- Film poster
- Directed by: Almantas Grikevičius
- Written by: Vytautas Zalakevicius
- Starring: Regimantas Adomaitis Donatas Banionis Juozas Budraitis
- Release date: 1981;
- Running time: 91 minutes
- Country: Soviet Union
- Languages: Russian, Lithuanian

= Faktas =

1981 film

Faktas (English: "Fact", Группа крови „Ноль“, "Blood Group Zero") is a 1981 Soviet Lithuanian-language war film directed by Almantas Grikevičius.

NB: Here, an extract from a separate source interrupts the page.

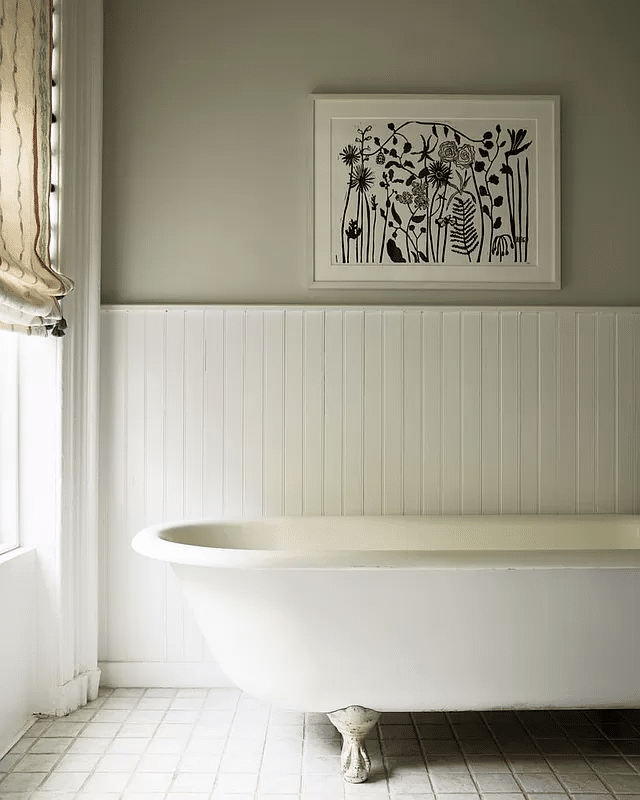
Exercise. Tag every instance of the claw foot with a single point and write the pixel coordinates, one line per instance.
(354, 723)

The film is a recreation based on documents of an actual historical fact from World War II, the Pirčiupiai massacre: on June 3, 1944, German soldiers burned the village of Pirčiupiai with all 119 of its inhabitants.

==Cast==
- Regimantas Adomaitis as Jonas Buckus
- Vaiva Mainelytė, Kazia, Jonas's wife
- Donatas Banionis, Colonel Titelis
- Juozas Budraitis
- Uldis Dumpis, Šmidermanas
- Aleksandr Kaidanovsky
- Irena Leonavičiūtė, Teklė, daughter of Peciukonis
- Arnis Līcītis
- Algimantas Masiulis, Peciukonis
- Laimonas Noreika "Džanas-amerikonas" ("John the American")
- Yelena Solovey
- Leonid Obolensky, shepherd Aleksandras
- Eugenija Pleskyte
- Kostas Smoriginas, investigator's voice

==Awards==
- Main Prize at the 14th All-Union Film Festival (1981).
- The film was entered into the 1981 Cannes Film Festival under the title Gruppa krovi nol, where Yelena Solovey won the award for Best Supporting Actress in Feature Films.